Car heckling marital discord
My son and I have been appreciating the humour that is to be found in car forums. Yesterday we were reading reviews on a particular car and were both in stitches at some of the entries. Car reviews may host some of the finest comedy talent out there. The sheer exasperation, the voice, the descriptions. Not every car review is a storming Norma though. Naturally it depends on the car, how the car has behaved and what it provokes in the driver/writer/reviewer. But it does confirm our emotional relationships with machines thrive! I wonder if you compared entries, in say, a marital discord forum whether they would match up with particular tones in car reviews.
I just performed a quick google — this instant — on the sister topic of marital discord and surprisingly only found a rather Christian cloaked technical type article until I discovered this woman in Florida complaining about her husband’s reluctance to embrace life insurance:
“I swear to GOD, the only reason I wake up and do ANYTHING in my life is because of the responsibility I feel to my family… Otherwise, I’m too f***ing TIRED! If I could lay in bed all day and watch TV, I would. If I died, I would consider it a BREAK!!!! So, if I do die, I don’t want, on my deathbed to think , “What the hell are they going to do without me?”
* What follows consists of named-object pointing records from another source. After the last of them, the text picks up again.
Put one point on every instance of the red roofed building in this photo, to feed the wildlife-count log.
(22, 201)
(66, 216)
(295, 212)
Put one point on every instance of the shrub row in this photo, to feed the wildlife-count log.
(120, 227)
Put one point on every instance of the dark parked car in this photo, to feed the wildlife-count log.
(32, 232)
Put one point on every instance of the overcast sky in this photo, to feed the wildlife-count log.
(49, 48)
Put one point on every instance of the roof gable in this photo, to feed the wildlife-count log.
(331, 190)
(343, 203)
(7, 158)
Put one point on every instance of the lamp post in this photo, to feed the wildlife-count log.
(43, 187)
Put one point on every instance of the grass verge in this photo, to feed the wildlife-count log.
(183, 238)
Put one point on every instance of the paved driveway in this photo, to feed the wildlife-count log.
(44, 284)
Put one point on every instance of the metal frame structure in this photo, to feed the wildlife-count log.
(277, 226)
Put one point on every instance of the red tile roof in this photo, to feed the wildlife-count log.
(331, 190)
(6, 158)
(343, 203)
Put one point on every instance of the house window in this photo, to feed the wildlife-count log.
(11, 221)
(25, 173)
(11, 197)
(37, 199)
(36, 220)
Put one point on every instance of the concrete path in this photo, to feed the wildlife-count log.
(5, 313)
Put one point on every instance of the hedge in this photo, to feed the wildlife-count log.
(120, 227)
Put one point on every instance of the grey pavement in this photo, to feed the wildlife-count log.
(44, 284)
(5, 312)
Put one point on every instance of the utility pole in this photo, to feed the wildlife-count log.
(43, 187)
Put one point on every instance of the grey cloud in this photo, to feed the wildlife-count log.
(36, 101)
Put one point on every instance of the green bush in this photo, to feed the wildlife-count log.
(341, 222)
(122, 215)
Compare this voice to our absolute favourite review voice (bar one which I’ll share manana) in the 1995 Ford Contour reviews on Carsurvey.org:
GOD has turned his back on this poor car
Check Engine Light is possessed. Intermittently shuts off and on. The car knows when its gonna get hooked up to diagnostics, so when the mechanic goes to plug in the computer, the check engine light shuts off just before he plugs in. I still have no diagnosis, and I’m embarrassed that this has happened 6 times!
I can’t use the cup holders cause they split, and even if I could use them, I can’t get them out of the center console cause they are jammed.
The timing belt cover design is flawed. I park far away to save myself the embarrassment of first turning on the car. The first 5 minutes of warmup it sounds like I’m popping a 55 gallon drum of popcorn. (the belt hitting the inside of cover)
The airbag light keeps blinking the code (passenger relay malfunction) can’t be reset. This is OK I guess knowing my passenger one day will get rocked in the face by a random airbag deployment.”